This series of fine prints invokes the last novel that Samuel Beckett wrote in English, Watt. The literary manoeuvres Beckett explores in that book find what he himself called, an “unsatisfactory” fictive embodiment in its narrative. But his displacement of conventional novelistic priorities allows the book to operate as an exercise in form and a formal play with classic modernist themes (i.e. rationalism, negation, etc). Among its most distinct motifs are the long lists of choices faced by the main character, Mr. Watt. The scale and structural repetitiveness of these lists present hyper-exaggerated combinations of choices by reducing each option to a permutative unit held between a tightly strung syntactical pattern:
“As for his feet, sometimes he wore on each a sock, or on the one a sock and on the other a stocking, or a boot, or a shoe, or a slipper, or a sock and boot, or a sock and shoe, or a sock and slipper, or a stocking and boot, or a stocking and shoe, or a stocking and slipper, or nothing at all. And sometimes he wore on each a stocking, or on the one a stocking and on the other a boot, or a shoe, or a slipper, or a sock and boot, or a sock and shoe, or a sock and slipper, or a stocking and boot, or a stocking and shoe, or a stocking and slipper, or nothing at all ... ”

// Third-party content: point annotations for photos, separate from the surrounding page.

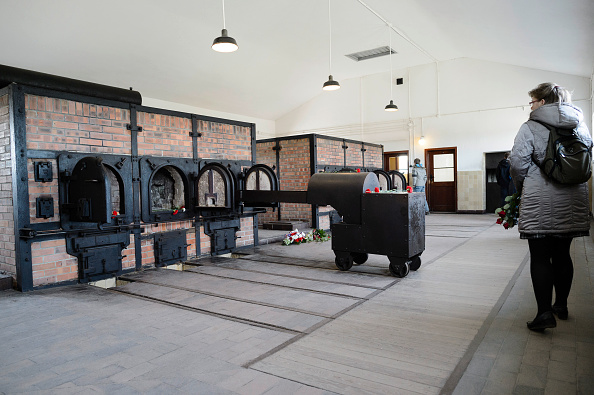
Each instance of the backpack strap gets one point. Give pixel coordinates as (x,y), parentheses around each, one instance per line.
(550,129)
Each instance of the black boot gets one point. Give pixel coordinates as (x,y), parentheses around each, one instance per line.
(542,322)
(560,312)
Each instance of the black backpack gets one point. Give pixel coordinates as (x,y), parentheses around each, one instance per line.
(568,158)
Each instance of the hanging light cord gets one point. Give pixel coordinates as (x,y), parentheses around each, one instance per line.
(330,41)
(390,49)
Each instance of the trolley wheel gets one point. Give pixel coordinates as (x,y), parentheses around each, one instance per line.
(359,258)
(399,269)
(344,263)
(415,263)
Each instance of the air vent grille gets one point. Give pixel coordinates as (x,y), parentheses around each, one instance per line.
(371,53)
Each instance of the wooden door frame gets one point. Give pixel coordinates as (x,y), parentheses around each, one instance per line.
(430,182)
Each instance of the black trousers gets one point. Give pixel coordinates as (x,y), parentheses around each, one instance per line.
(550,267)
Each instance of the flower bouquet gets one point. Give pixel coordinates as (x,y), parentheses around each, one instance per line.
(296,237)
(320,235)
(508,214)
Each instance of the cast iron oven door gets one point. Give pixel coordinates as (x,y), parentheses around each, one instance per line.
(215,188)
(170,247)
(384,179)
(99,255)
(260,178)
(94,190)
(167,189)
(398,180)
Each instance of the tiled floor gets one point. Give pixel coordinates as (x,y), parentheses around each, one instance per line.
(283,320)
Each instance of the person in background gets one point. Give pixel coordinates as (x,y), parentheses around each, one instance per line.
(551,214)
(419,179)
(504,178)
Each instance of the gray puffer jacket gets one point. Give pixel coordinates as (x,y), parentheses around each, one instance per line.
(547,207)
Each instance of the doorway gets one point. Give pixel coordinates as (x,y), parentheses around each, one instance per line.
(397,160)
(441,176)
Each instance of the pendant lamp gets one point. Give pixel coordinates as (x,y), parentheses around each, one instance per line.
(224,43)
(331,84)
(391,107)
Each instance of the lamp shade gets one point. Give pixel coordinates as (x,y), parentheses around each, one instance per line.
(224,43)
(331,85)
(391,106)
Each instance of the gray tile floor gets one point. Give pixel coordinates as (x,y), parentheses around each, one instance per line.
(283,320)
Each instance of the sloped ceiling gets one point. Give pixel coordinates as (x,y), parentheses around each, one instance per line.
(162,48)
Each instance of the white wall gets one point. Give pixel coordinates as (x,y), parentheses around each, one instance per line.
(264,128)
(480,108)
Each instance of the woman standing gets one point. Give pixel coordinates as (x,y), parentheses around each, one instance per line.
(551,214)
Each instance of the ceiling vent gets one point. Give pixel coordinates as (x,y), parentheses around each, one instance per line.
(370,53)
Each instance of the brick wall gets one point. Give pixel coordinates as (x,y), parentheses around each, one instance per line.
(51,263)
(295,172)
(220,141)
(330,152)
(7,240)
(354,155)
(164,135)
(65,125)
(374,157)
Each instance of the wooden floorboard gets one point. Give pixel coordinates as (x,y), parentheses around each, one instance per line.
(412,335)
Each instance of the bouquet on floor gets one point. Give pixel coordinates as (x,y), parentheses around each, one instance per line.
(508,214)
(296,237)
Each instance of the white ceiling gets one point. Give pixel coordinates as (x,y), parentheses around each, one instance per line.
(162,48)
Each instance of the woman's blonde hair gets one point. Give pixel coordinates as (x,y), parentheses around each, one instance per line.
(550,93)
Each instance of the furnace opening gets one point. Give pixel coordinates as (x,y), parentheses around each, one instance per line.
(213,188)
(167,190)
(117,186)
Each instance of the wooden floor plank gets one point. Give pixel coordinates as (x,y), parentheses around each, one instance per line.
(304,301)
(286,319)
(284,281)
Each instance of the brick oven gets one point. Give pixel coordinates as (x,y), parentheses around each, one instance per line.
(94,185)
(296,158)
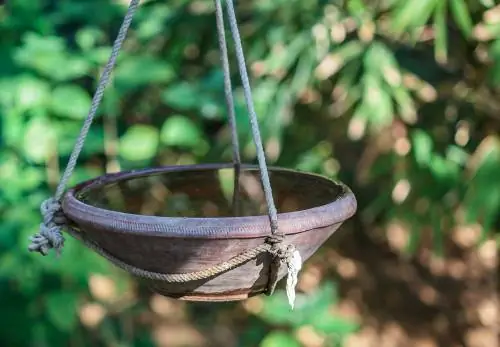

Mr. Watt is the consistent ‘He’ through my series. Each of my three prints intervenes in a quoted list from Watt. Using shallow parsing – a technique of linguistic analysis – I reduce the language tokens that represent the possible choices implicated by three simple actions (wearing, finding, and moving) to their grammatical function (as noun, adjective, etc.). The three resultant poems switch the reader’s attention to the slight nuances in Beckett’s connective patterns – the conjunctions, punctuation, etc:
“As for his feet, sometimes he wore on each a noun, or on the one a noun and on the other a noun, or a noun, or a noun, or a noun, or a noun and noun, or a noun and noun, or a noun and noun, or a noun and noun, or a noun and noun, or a noun and noun, or pronoun adverb. And sometimes he wore on each a noun, or on the one a noun and on the other a noun, or a noun, or a noun, or a noun and noun, or a noun and noun, or a noun and noun, or a noun and noun, or a noun and noun, or a noun and noun, or pronoun adverb ... ”
The uniform layout of the prints 'undesigns' the iconic book cover of the John Calder edition of Watt by appropriating its tripartite structure, bottom-up information flow, colour-scheme, and font set.
The prints have since been translated and editioned in French by the Centre d’livre de artistes (Saint-Yrieix-la-Perche), 2011.